Furthermore, the study also revealed a reduction in GABA_B receptors in the axon terminals which contact CA1 pyramidal cells. These results are significant, and the team suggest such a reduction of GABA_B receptors may lead to alteration of the GABA_B mediated synaptic transmission in AD.

A recent study published by the team in the International Journal of Molecular Sciences used high-resolution immunoelectron microscopic analysis to investigate GABA_B receptor density and localisation in granule cells in the dentate gyrus (DG) of the APP/PS1 mouse model of AD. The DG is important in the formation of memory and exploration of different environments. Study results showed decreased density of GABA_B receptors on the neuronal surface in the postsynaptic compartments of granule cells in the APP/PS1 mice compared to controls. This reduction was paralleled by increases in cytoplasmic levels of GABA_B1 receptor subunits. The finding of decreased GABA_B receptors in the plasma membrane of axon terminals which contact granule cells’ dendritic spines, demonstrates presynaptic receptor changes in GABA_B receptor density in addition to the postsynaptic changes already described. These intriguing findings verify the idea that GABA_B -mediated modulation of excitability and synaptic transmission is altered and may well contribute to AD cognitive dysfunction.

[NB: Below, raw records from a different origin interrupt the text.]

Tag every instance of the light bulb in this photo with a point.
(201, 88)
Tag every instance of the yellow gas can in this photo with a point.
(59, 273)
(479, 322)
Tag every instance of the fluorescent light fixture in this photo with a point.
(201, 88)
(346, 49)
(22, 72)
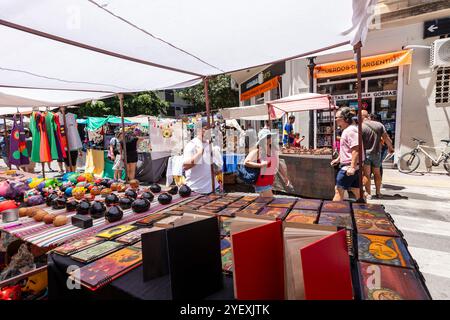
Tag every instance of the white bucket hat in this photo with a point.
(263, 134)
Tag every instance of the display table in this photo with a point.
(129, 286)
(231, 161)
(150, 168)
(311, 176)
(46, 235)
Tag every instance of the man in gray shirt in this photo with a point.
(372, 133)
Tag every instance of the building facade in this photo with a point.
(409, 96)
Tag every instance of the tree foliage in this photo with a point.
(136, 104)
(221, 94)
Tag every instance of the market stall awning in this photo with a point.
(28, 98)
(94, 123)
(128, 46)
(299, 102)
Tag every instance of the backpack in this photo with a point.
(247, 174)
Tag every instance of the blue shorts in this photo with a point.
(373, 160)
(346, 182)
(260, 189)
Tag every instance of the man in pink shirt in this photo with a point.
(348, 175)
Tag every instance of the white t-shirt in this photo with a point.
(198, 178)
(71, 130)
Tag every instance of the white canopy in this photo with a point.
(295, 103)
(299, 102)
(127, 46)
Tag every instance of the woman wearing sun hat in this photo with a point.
(265, 157)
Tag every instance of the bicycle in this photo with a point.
(410, 161)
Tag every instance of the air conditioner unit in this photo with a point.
(440, 53)
(234, 85)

Luján found changes in the number, distribution, and density of four key proteins in Alzheimer’s disease.

Luján’s innovative research has pin-pointed the progressive changes in the number, distribution, and density of four key proteins important for excitatory synapse function in AD. This offers important insight into our understanding of the mechanisms of the disease and has far-reaching consequences for individuals, families, and wider public health.